Thursday, September 8, 2016

face to face with tunisia


Asma Laabidi
Asma Laabidi was born in El Kef in northwestern Tunisia in 1989. She studied bio-engineering and works in audio-visual production. She is also a social and political activist and has been a citizen journalist.
Tunisia Black Man Gadames II
Fighting marginalization at home
Looking for Black Power
While many Tunisians consider their country tolerant, blacks say they face regular racial discrimination.
28/5/2013 | Tunis
"We are suffering from the policy of elimination and discrimination," said Maha Abdulhamid, a young black woman and unemployed graduate from Gabes, in southern Tunis, where many black Tunisians live.

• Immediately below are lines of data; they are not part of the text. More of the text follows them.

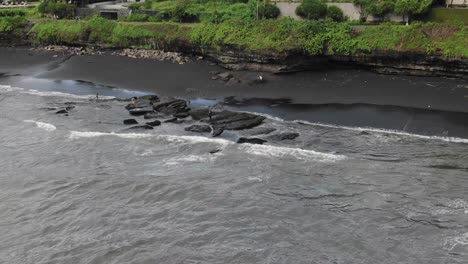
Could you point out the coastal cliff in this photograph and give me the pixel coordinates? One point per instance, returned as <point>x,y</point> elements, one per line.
<point>268,57</point>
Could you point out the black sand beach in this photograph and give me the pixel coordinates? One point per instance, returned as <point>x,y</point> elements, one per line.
<point>340,96</point>
<point>193,80</point>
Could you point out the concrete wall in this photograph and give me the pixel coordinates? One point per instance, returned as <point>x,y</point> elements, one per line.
<point>349,9</point>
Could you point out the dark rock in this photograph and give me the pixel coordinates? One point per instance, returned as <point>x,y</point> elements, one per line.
<point>225,76</point>
<point>154,123</point>
<point>199,114</point>
<point>216,131</point>
<point>258,141</point>
<point>140,111</point>
<point>235,121</point>
<point>199,128</point>
<point>172,120</point>
<point>285,136</point>
<point>261,131</point>
<point>170,106</point>
<point>151,98</point>
<point>130,122</point>
<point>153,115</point>
<point>181,115</point>
<point>141,127</point>
<point>228,120</point>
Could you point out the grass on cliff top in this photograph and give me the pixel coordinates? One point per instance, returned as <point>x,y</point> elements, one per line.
<point>449,15</point>
<point>264,36</point>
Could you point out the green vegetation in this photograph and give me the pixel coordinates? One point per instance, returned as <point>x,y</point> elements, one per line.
<point>56,8</point>
<point>312,9</point>
<point>12,24</point>
<point>235,25</point>
<point>264,36</point>
<point>449,15</point>
<point>213,11</point>
<point>381,8</point>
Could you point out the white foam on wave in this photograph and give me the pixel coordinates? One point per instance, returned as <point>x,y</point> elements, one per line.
<point>451,242</point>
<point>88,134</point>
<point>275,118</point>
<point>387,131</point>
<point>303,154</point>
<point>190,158</point>
<point>195,139</point>
<point>9,88</point>
<point>42,125</point>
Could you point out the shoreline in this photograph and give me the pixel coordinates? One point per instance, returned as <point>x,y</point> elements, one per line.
<point>197,79</point>
<point>342,97</point>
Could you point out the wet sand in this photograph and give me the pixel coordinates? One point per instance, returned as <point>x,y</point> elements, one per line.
<point>193,80</point>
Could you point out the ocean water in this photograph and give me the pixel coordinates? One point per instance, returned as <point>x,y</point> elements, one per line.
<point>83,189</point>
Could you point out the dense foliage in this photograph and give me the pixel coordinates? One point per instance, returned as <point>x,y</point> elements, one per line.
<point>10,24</point>
<point>380,8</point>
<point>56,8</point>
<point>322,37</point>
<point>11,12</point>
<point>312,9</point>
<point>213,11</point>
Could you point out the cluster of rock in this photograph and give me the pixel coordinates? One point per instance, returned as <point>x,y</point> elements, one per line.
<point>200,120</point>
<point>78,51</point>
<point>230,79</point>
<point>153,54</point>
<point>131,53</point>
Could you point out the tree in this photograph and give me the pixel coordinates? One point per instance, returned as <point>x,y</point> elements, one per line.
<point>407,8</point>
<point>335,14</point>
<point>312,9</point>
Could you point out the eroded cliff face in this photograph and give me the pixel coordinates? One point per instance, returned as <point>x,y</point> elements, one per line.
<point>406,63</point>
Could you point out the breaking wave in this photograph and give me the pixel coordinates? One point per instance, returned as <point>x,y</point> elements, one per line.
<point>386,131</point>
<point>304,154</point>
<point>42,125</point>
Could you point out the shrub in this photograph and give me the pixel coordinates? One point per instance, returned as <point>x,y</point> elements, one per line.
<point>268,11</point>
<point>335,14</point>
<point>312,9</point>
<point>11,24</point>
<point>100,29</point>
<point>58,9</point>
<point>11,13</point>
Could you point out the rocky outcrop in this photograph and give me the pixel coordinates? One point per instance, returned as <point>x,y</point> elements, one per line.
<point>199,128</point>
<point>130,122</point>
<point>257,141</point>
<point>284,136</point>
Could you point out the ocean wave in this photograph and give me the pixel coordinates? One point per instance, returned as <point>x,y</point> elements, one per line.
<point>169,138</point>
<point>387,131</point>
<point>303,154</point>
<point>9,88</point>
<point>451,242</point>
<point>189,158</point>
<point>88,134</point>
<point>195,139</point>
<point>42,125</point>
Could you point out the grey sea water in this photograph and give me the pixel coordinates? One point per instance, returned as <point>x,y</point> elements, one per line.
<point>82,189</point>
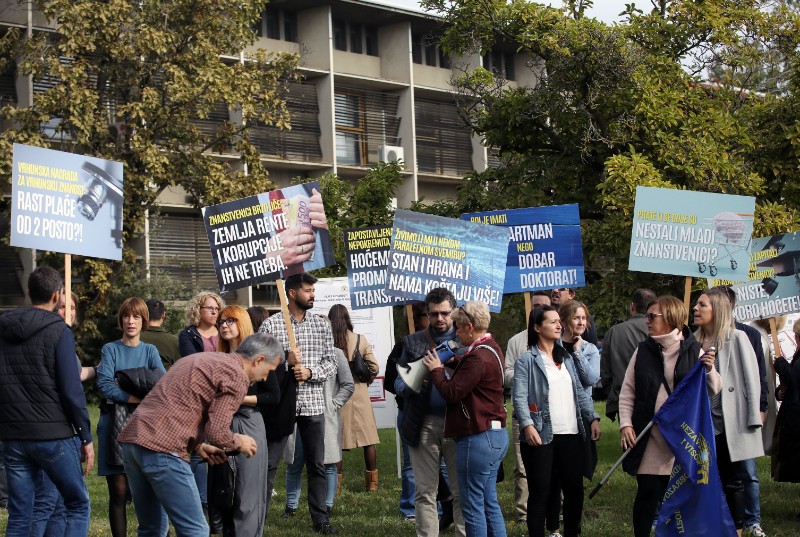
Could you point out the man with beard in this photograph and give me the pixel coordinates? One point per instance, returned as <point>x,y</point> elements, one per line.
<point>315,362</point>
<point>423,421</point>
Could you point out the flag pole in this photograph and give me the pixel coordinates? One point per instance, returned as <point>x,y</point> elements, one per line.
<point>619,461</point>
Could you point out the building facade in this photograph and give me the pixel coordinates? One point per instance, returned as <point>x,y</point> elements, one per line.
<point>375,87</point>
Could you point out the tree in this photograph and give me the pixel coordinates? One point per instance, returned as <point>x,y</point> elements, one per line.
<point>620,106</point>
<point>151,70</point>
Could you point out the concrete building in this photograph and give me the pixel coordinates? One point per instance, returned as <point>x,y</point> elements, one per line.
<point>376,87</point>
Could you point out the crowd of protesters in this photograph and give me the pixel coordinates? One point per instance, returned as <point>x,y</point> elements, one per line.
<point>192,428</point>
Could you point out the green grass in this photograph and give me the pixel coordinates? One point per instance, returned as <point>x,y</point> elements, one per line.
<point>362,514</point>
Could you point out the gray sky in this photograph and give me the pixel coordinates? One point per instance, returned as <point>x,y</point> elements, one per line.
<point>606,10</point>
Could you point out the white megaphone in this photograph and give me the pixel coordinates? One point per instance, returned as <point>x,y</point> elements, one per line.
<point>415,373</point>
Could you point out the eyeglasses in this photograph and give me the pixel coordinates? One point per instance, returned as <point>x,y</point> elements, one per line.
<point>466,313</point>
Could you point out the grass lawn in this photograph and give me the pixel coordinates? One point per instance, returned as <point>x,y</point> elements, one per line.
<point>358,513</point>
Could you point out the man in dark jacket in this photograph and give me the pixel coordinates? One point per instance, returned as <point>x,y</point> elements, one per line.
<point>44,425</point>
<point>423,421</point>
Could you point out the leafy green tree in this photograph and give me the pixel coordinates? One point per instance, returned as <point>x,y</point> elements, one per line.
<point>627,105</point>
<point>157,69</point>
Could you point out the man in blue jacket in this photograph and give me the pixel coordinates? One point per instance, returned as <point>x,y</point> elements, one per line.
<point>44,425</point>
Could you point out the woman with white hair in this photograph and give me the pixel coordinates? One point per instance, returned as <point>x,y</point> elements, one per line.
<point>476,417</point>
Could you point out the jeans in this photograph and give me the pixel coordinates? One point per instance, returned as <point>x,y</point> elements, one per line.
<point>49,513</point>
<point>274,454</point>
<point>425,460</point>
<point>294,478</point>
<point>311,429</point>
<point>200,472</point>
<point>752,490</point>
<point>478,458</point>
<point>163,485</point>
<point>407,477</point>
<point>61,461</point>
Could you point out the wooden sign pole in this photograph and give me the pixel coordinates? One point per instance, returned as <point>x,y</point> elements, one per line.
<point>68,289</point>
<point>410,318</point>
<point>687,294</point>
<point>528,307</point>
<point>287,319</point>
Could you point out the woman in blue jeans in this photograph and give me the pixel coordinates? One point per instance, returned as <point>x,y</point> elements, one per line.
<point>552,408</point>
<point>476,417</point>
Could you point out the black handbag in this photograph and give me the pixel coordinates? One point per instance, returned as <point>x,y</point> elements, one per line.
<point>358,366</point>
<point>222,484</point>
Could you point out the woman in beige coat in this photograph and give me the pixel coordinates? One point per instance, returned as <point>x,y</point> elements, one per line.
<point>358,419</point>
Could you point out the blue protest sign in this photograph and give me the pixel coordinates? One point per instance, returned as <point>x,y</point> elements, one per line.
<point>432,251</point>
<point>366,252</point>
<point>68,203</point>
<point>544,249</point>
<point>773,286</point>
<point>697,234</point>
<point>269,236</point>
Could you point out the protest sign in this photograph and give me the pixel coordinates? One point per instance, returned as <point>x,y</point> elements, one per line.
<point>268,236</point>
<point>68,203</point>
<point>432,251</point>
<point>366,252</point>
<point>695,234</point>
<point>773,286</point>
<point>544,250</point>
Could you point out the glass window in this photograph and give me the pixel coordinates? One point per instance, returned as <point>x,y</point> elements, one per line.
<point>444,60</point>
<point>416,48</point>
<point>508,60</point>
<point>372,41</point>
<point>290,26</point>
<point>340,35</point>
<point>356,44</point>
<point>273,25</point>
<point>430,55</point>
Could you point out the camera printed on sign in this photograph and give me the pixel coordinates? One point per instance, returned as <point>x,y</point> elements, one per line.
<point>63,202</point>
<point>269,236</point>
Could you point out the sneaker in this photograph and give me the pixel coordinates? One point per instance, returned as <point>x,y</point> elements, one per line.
<point>754,531</point>
<point>325,528</point>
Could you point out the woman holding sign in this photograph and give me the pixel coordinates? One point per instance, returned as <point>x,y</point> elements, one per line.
<point>248,512</point>
<point>552,408</point>
<point>657,366</point>
<point>735,409</point>
<point>476,417</point>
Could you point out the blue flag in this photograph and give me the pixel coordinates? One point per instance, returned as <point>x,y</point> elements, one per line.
<point>694,503</point>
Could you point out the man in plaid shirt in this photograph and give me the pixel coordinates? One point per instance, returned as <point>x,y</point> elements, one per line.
<point>314,361</point>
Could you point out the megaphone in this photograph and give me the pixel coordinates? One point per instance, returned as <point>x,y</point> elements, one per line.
<point>415,373</point>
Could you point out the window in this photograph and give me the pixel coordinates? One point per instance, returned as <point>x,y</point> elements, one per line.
<point>416,48</point>
<point>290,26</point>
<point>355,38</point>
<point>301,142</point>
<point>356,42</point>
<point>424,47</point>
<point>340,35</point>
<point>501,64</point>
<point>365,120</point>
<point>444,143</point>
<point>372,41</point>
<point>273,24</point>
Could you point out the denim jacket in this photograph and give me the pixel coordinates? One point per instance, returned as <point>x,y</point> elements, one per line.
<point>531,388</point>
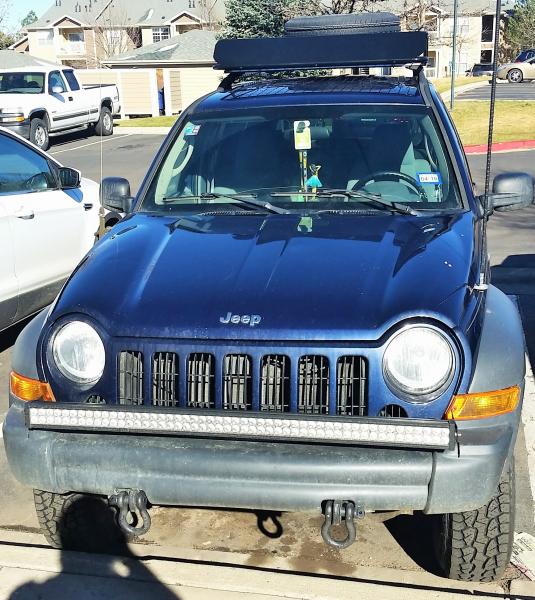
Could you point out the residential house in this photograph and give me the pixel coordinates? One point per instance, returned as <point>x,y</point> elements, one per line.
<point>84,33</point>
<point>475,30</point>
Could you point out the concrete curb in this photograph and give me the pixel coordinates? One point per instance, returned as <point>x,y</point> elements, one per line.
<point>463,88</point>
<point>142,130</point>
<point>515,146</point>
<point>203,574</point>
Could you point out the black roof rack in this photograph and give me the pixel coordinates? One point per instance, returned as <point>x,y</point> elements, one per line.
<point>240,56</point>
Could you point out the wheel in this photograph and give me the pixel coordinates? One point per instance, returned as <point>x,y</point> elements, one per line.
<point>39,133</point>
<point>78,522</point>
<point>515,76</point>
<point>476,545</point>
<point>104,126</point>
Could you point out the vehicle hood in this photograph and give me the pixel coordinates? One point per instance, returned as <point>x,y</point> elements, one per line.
<point>326,277</point>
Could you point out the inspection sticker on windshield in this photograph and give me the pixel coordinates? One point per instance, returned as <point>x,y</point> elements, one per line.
<point>433,178</point>
<point>302,137</point>
<point>191,129</point>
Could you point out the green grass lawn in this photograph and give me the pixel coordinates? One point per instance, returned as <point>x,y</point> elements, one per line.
<point>514,120</point>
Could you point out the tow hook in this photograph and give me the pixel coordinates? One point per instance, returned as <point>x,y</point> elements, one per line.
<point>338,512</point>
<point>132,503</point>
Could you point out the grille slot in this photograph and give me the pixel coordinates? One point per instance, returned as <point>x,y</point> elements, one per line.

Abdulhamid bitterly speaks about her feelings of elimination and discrimination on many levels. She cannot find work and her race, she believes, is an obstacle. She does not understand foreigners' amazement when she tells them that she is a black Tunisian. "The Tunisian media obscures us and no political position is given to black Tunisians so how would the world know there are black people in Tunisia?" she wondered.
Abdulhamid is a member of 'Adam for Equality and Development' (AED), an activist group working against racial discrimination. Along with 'Our Dream,' AED joined trade unions and political parties along Avenue Bourguiba in downtown Tunis this past International Workers Day and raised slogans somewhat new to Tunisians: “No To Racism.”
Elephant in the room
"Racism is alive and well in our country and we experience it every day," said Saadiya Musbah, chairwoman of 'Our Dream'. "More painful than racism itself is denying that it actually exists. It remains the elephant in the room."
'Wasif,' – a derogatory term white Tunisians use to refer to black Tunisians and (sub Saharan) Africans, which translates as 'slave' or 'servant'— is still used, Musbah said.  She argued that Tunisians' ignorance about the term's origin allows the word’s continued use without any understanding about its offensive nature.
"Tunisian Black women often do not have a choice but to marry black men since they, even those with university degrees, are rejected by white families as possible wives for their sons," Musbah explained.
Anti-racism campaigns
The protest on May 1st coincided with advocacy campaigns on social networks by Tunisian activists who denounced a taxi driver’s assault of a black passenger this past April. When the passenger escaped, the driver pursued him with some accomplices to the passenger's building where sub-Saharan African students live and allegedly shouted racial terms and threw stones.
Social network users and human rights activists in Tunisia condemned another incident when African travelers received harsh and inhumane treatment after an African young man posted an article on his blog complaining how officers at Carthage Airport allegedly discriminated against him because of his race.
Activists say they spot racial discrimination on a daily basis. They stress that such practices exist in kindergartens, schools and even in taxis. Local authorities have not conducted any studies about racial discrimination in Tunisia and the constitutional draft does not include any articles that criminalize racial discrimination against Tunisians or foreigners.
First Arab country
Tunisia marked, for the first time, the International Day for the Elimination of Racial Discrimination last March with the motto 'Tunisia thrives with all its colors.' Tunisia was the first Arab and Muslim country to abolish slavery by Ahmad I ibn Mustafa in 1846, who considered all those born in Tunisia to be free people.